Comment by the__alchemist

2 years ago

Interesting re complex projects. Compared to other langs I've used, rust gives me more confidence in maintaining and refactoring complex projects, maintaining state etc. I think this is due to the strict type checks, the helpful compile errors, and the ownership system. Maybe also due to the robustness of what I call struct-and-enum-oriented programming.

I have plenty of my own beefs with rust that I won't go into here, but... it comes out on top for complex projects.

> Compared to other langs I've used, rust gives me more confidence in maintaining and refactoring complex projects

In my humble experience, Rust gives me great confidence that my refactoring will likely be correct, but the type system makes refactoring anything moderately complex very difficult. I tend to paint myself into corners, and the compiler, in it's religious oath of correctness, won't allow a mortal like me to get away with it.

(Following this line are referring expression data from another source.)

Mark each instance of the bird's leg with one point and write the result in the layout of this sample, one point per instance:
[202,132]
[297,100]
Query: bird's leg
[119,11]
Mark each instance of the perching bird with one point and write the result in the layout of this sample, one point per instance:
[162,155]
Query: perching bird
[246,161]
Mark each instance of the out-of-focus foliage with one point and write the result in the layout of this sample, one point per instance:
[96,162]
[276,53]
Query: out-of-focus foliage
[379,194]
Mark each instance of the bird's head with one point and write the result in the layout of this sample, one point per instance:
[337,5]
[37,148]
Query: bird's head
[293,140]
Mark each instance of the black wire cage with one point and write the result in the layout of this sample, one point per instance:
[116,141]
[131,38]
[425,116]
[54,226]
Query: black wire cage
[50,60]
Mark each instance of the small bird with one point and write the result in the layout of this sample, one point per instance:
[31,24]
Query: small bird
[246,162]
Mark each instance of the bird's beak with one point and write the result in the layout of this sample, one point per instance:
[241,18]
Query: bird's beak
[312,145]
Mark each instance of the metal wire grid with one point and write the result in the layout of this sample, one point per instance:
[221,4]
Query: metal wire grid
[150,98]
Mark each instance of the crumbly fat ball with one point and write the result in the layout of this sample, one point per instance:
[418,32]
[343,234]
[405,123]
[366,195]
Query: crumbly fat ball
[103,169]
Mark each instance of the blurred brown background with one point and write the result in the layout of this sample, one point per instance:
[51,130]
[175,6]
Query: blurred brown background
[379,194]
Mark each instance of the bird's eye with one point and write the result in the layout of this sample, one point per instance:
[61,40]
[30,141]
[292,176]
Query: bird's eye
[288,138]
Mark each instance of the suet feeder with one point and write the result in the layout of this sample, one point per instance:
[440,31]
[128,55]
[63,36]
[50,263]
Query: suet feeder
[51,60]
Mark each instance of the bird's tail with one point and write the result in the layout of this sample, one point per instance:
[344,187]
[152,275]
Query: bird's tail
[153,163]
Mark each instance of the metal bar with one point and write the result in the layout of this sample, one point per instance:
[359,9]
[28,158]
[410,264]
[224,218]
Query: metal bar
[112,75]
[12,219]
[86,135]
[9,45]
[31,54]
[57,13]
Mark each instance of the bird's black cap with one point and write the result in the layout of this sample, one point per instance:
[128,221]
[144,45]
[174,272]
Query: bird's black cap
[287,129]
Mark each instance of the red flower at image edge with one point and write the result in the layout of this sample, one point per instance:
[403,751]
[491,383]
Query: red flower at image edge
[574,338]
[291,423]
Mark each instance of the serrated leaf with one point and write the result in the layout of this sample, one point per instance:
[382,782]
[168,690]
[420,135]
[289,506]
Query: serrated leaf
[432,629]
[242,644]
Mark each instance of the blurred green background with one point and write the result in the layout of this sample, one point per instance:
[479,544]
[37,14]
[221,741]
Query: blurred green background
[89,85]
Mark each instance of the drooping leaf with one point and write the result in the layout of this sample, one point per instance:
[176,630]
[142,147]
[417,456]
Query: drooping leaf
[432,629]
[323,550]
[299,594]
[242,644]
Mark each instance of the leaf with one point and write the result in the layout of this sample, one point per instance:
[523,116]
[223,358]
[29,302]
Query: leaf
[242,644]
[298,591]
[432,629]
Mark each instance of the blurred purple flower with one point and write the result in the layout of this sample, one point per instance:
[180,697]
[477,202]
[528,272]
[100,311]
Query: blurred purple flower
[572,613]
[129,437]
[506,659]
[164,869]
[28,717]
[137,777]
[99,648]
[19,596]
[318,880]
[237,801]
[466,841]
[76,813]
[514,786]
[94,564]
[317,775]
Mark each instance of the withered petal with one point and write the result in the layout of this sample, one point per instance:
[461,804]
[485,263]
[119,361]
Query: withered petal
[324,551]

I guess you can dismiss that as a skill issue, but Rust feels like a language that is very tough to iterate with. It's probably something I will reach for when I'm sure of what exactly my program will do, and how it will do it.

It's definitely more clunky for complex object graphs. Making a useful directed graph with cycles is pretty annoying. Not impossible my any means (I'm currently working on a Rust project for audio graphs that allows cycles), but not nearly as easy as a GC language would make it.